On December 22, 2006, Solaris also filed another motion to confirm the arbitration award and direct entry of judgment against Weiner. On March 12, 2007, nearly four months later, Weiner responded to Solaris’s application and moved to stay proceedings pending NASD’s final amendments to the award, or alternatively, to vacate the October 25th arbitration award.

In a single order entered on April 13, 2007, the district court granted Solaris’s motion to vacate the November 1, 2006 order and stayed further proceedings until the NASD panel resolved the motions pending before it, clarifying the scope of its decisions as to which entity or entities the award applies. The court also granted Solaris’s motion to confirm the arbitration award against Weiner. Declining to address whether Weiner’s motion was untimely, the district court found that Weiner failed to show that the arbitrators were guilty of misconduct in refusing to postpone the arbitration hearing, such that the award should be vacated per 9 U.S.C. § 10(a)(3). Because the Sixth Amendment does not guarantee an absolute right to counsel in civil proceedings, the district court concluded that the panel did not abuse its discretion, under NASD Rule 10318, to proceed with the arbitration when Weiner, after due notice, failed to appear at the hearing and claimed to lack counsel. Consequently, the court denied Weiner’s request, and it entered a final judgment against him on April 16, 2007.
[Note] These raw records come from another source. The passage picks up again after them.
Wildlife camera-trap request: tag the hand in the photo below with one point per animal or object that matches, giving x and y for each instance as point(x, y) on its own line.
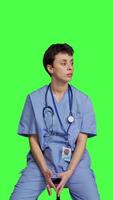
point(64, 178)
point(48, 174)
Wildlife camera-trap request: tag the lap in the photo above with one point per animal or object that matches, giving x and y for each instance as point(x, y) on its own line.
point(30, 184)
point(82, 185)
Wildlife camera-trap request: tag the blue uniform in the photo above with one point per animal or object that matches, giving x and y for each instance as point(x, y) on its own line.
point(82, 183)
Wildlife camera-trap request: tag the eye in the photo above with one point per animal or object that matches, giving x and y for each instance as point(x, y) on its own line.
point(63, 64)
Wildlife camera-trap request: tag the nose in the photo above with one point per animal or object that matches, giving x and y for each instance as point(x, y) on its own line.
point(69, 66)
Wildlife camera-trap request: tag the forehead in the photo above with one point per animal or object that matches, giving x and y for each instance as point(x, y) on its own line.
point(63, 56)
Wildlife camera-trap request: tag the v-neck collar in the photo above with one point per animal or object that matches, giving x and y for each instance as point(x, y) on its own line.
point(59, 102)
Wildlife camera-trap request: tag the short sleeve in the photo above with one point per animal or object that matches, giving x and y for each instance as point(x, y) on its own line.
point(88, 119)
point(27, 124)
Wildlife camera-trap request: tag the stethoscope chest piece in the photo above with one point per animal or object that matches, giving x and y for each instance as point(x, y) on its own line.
point(70, 119)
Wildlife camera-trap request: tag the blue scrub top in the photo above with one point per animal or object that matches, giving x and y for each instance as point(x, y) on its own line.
point(32, 122)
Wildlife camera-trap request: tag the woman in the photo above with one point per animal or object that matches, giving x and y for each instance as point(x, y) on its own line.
point(57, 118)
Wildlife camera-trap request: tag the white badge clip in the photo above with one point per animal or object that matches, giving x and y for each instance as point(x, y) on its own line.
point(66, 153)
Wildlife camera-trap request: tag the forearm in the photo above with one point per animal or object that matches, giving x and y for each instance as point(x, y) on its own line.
point(37, 153)
point(78, 152)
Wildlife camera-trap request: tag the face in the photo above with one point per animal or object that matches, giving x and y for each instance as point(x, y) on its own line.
point(62, 68)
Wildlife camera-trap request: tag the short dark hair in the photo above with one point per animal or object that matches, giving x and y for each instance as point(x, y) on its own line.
point(53, 50)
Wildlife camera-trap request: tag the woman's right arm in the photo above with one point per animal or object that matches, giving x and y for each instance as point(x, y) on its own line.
point(40, 160)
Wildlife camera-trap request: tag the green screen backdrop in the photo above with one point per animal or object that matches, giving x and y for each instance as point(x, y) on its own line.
point(27, 29)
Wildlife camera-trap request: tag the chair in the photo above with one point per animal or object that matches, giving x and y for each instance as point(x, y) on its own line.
point(56, 181)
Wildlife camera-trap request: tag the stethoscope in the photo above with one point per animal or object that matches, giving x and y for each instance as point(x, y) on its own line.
point(49, 110)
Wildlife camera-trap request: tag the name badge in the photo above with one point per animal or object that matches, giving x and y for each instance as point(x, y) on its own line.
point(66, 153)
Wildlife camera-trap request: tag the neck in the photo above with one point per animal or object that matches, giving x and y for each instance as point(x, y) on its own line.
point(58, 87)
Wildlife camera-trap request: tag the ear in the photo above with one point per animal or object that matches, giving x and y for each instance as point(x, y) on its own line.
point(50, 69)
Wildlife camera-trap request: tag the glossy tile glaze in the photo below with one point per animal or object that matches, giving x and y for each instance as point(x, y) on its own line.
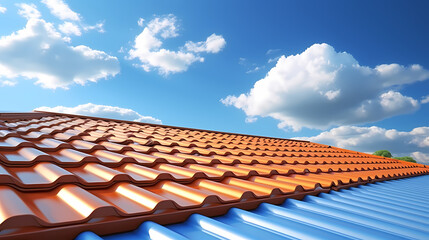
point(365, 212)
point(59, 170)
“On an appeal of a district court’s decision to confirm or vacate an arbitration award, we review the district court’s resolution of questions of law de novo and its findings of fact for clear error.” Rintin, Corp., S.A. v. Domar, Ltd., 476 F.3d 1254, 1258 (11th Cir.2007). Upon careful review of the record and parties’ briefs, we find no reversible error. The district court correctly concluded that Weiner failed to show that the arbitrators were guilty of misconduct. The court also correctly found that the NASD panel did not abuse its discretion in proceeding with the arbitration.
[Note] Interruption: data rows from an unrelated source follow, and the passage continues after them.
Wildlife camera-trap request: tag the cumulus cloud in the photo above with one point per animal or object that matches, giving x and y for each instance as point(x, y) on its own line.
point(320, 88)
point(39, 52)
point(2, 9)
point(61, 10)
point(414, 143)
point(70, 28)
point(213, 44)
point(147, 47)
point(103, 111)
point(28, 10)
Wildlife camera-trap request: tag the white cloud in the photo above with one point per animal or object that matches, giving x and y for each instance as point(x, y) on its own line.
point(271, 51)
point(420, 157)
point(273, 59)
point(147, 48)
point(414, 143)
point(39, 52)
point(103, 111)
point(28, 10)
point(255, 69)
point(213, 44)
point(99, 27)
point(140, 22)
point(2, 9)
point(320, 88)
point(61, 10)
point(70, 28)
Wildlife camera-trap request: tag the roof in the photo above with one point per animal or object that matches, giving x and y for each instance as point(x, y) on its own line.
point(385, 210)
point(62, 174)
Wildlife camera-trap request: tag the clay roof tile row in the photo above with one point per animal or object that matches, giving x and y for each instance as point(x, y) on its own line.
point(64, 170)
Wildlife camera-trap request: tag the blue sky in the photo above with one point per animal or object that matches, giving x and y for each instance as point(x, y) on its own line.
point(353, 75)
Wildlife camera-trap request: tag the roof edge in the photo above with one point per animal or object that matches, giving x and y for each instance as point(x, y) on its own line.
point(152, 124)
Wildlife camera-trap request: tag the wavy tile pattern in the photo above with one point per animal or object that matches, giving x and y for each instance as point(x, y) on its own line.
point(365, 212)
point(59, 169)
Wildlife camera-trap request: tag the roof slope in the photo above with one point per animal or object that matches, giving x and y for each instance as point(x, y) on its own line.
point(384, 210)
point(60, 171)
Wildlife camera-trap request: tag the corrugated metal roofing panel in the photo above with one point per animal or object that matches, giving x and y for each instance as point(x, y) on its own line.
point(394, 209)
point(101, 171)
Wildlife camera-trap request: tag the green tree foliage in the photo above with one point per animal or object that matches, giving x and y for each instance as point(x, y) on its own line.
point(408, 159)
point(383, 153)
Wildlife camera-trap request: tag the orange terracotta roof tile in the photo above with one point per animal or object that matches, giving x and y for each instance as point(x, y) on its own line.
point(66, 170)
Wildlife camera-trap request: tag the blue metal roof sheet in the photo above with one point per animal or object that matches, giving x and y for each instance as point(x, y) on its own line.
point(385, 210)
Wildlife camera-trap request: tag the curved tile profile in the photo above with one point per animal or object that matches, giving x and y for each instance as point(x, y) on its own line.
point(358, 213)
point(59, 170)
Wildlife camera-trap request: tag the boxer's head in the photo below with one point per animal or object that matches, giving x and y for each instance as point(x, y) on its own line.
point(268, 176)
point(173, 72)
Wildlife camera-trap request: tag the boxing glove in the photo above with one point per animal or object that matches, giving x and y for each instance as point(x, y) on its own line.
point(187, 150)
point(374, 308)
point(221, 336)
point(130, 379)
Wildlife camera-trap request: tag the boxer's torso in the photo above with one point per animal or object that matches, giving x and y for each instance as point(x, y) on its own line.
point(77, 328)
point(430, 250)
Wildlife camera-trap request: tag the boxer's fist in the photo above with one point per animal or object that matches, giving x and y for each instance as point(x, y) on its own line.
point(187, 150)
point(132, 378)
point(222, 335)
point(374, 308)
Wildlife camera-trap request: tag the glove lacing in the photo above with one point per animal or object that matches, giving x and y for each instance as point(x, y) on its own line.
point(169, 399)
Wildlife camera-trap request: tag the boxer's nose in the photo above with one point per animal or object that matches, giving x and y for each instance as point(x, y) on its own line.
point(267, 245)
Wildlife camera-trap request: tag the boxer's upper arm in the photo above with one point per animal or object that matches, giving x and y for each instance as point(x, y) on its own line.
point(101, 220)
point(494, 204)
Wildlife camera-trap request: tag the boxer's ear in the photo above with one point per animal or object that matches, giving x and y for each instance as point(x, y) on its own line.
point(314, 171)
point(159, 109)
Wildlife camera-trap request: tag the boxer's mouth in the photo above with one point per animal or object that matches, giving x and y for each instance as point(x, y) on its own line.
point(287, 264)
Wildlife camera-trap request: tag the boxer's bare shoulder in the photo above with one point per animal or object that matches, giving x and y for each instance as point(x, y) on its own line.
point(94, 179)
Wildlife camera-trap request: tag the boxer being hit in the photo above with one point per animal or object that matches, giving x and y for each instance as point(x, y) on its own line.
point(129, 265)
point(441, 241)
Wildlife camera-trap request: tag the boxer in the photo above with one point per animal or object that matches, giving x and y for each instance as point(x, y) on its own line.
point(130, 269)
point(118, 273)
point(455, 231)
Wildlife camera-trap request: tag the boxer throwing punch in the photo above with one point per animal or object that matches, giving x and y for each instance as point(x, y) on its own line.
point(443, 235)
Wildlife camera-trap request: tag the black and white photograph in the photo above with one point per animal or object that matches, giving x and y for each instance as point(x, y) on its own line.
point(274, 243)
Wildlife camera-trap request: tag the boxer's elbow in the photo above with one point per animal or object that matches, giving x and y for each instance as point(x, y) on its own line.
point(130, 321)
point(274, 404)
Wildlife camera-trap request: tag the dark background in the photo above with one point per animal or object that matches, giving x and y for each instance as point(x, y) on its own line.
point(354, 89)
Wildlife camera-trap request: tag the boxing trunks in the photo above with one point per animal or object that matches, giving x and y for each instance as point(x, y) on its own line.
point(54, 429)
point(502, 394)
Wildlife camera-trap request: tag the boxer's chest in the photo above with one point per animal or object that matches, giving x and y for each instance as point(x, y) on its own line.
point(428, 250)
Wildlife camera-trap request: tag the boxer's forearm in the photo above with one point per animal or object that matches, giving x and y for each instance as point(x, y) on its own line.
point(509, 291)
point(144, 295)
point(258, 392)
For these reasons, we affirm the district court’s April 13, 2007 order, as it relates to Appellant Weiner.

AFFIRMED. 
      
      . Under 9 U.S.C. § 10(a)(3), the district court may vacate an arbitration award "where the arbitrators were guilty of misconduct in refusing to postpone the hearing, upon sufficient cause shown.”
     
      
      . NASD Rule 10318 provides:
      If any of the parties, after due notice, fails to appear at a hearing or at any continuation of the hearing session, the arbitrators may, in their discretion, proceed with the arbitration of the controversy. In such cases, all awards shall be rendered as if each party had entered an appearance in the matter submitted.
     
      
      . Weiner, Budner, and STG, Inc. had given written consent to be represented in the Solaris arbitration by David J. Feingold, Esq., of Feingold and Kam, LLC. On October 6, 2006, before the final NASD hearing, Feingold was forced to withdraw as counsel for all the respondents because Weiner filed a separate lawsuit against Budner, serving him the day before. The NASD panel held an emergency hearing on the parties’ requests to postpone the arbitration proceedings. Budner appeared, with counsel, and requested postponement as to his liability. Weiner failed to appear, and the panel denied Weiner's request. The panel then conducted an evidentiary hearing on Solaris’s claims, ultimately entering an award against Weiner and STG, Inc.